THAILAND: Avitez spouts first PLA bottle factory in Asean

The Bangkok-based Avitez Ltd has already manufactured the bottles in China using biopolylactic acid (PLA) derived from 100% corn. The bioplastic is made with technology and materials imported from the US.

Avitez was founded late last year by three partners including the Irish national Emer Gannon, now the company's sales and marketing director.

The company is scheduled to start manufacturing the bottles in Thailand in a few months. In addition to making PLA water bottles, it will fill them with Thai mineral water and sell them.

The Thai subsidiary is named Reangwa, and its manufacturing facility is in Chachoengsao's Bang Pakong district. Initial production is slated at 15,000 bottles per month.

"Our projection is that in six months, output will reach 300,000 bottles," said Mrs Gannon.

Currently, most 100%-PLA bottles are made in the US and Italy, with some small companies in Australia and New Zealand.
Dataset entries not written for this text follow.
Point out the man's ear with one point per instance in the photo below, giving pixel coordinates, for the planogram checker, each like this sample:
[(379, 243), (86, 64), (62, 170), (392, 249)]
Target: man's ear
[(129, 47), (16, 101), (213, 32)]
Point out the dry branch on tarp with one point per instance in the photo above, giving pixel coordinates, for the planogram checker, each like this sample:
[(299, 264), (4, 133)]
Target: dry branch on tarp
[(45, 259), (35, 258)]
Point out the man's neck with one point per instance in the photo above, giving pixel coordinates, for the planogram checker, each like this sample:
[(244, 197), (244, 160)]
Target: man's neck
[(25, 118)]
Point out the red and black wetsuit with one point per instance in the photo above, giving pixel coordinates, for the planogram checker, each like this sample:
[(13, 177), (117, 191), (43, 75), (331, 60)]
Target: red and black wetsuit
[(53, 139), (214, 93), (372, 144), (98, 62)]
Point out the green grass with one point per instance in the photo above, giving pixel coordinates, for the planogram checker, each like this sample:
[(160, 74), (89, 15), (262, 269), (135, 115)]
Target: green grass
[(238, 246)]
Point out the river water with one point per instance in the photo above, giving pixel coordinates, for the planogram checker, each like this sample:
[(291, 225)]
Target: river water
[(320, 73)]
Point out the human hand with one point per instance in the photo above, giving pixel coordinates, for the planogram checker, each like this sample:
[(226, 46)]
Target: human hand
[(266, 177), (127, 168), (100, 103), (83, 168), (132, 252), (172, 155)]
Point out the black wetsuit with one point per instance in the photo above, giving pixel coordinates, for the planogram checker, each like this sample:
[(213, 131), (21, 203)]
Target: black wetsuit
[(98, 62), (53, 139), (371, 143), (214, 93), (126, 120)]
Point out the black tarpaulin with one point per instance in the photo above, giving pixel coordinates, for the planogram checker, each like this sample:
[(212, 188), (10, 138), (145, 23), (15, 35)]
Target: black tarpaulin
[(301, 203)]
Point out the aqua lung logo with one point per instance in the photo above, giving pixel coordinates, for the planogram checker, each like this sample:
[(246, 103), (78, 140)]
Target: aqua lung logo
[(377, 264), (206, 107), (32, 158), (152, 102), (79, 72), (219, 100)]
The mineral water is sourced from the Thai-Myanmar border in Kanchanaburi province.

PLA bottles cost 3-4 times more than those made from petroleum-based plastics, she said.

A joint venture between PTT Plc and the US-based Nature Works will see the creation of a US$150-million PLA plant in Thailand in 2015. As a result, Avitez will be able to buy cassava-based PLA resins from the facility, hopefully reducing costs, said Mrs Gannon.

"Then our product will be 100% made in Thailand, supporting the government's green economy policy," she said.

Launched in June with the first delivery in August, Avitez mineral water is now available at five-star hotels and restaurants including the Sheraton, Westin, Kempinski and Le Me{aac}ridien hotels under Starwood Hotels and Resorts Worldwide; the Anantara hotels on Sathon Road and in
Hua Hin, Phuket and Chiang Rai; and the Plaza Athenee and Erawan hotels in Bangkok.

"The market is very niche at the moment, but I think the demand for eco-friendly products has been tremendous, so we expect the volume will grow greatly in the coming months," she said.

Avitez also sells to other Starwood chains outside Thailand and is considering the Hong Kong, Macau and Maldives markets.

The company is also in talks with the non-profit Thailand Institute of Packaging and Recycling Management for a Sustainable Environment to make Avitez available on Koh Samui, she said.

Avitez sells 350 and 500 millilitre bottles but plans to introduce 750-ml bottles soon, said Mrs Gannon.

The name Avitez is a play on words, meaning "to live", as the plants grown to produce Avitez bottles consume greenhouse gases.

Petroleum-based plastic bottles take up to 1,000 years to decompose, but Avitez bottles take just 80 days when industrially composed.

Plant-based bottles produce 60% less greenhouse gases and use 50% less fossil fuels in production, she said.

"Some 24 Avitez bottles save approximately one litre of oil," said Mrs Gannon, pointing out that 100%-PLA plastic can be recycled again and again to make the same quality bottle.

The label is printed directly onto the bottle, reducing the use of plastics.

As the firm delivers fresh bottles, Avitez will collect the used ones and send them to recycling plants, Mrs Gannon added.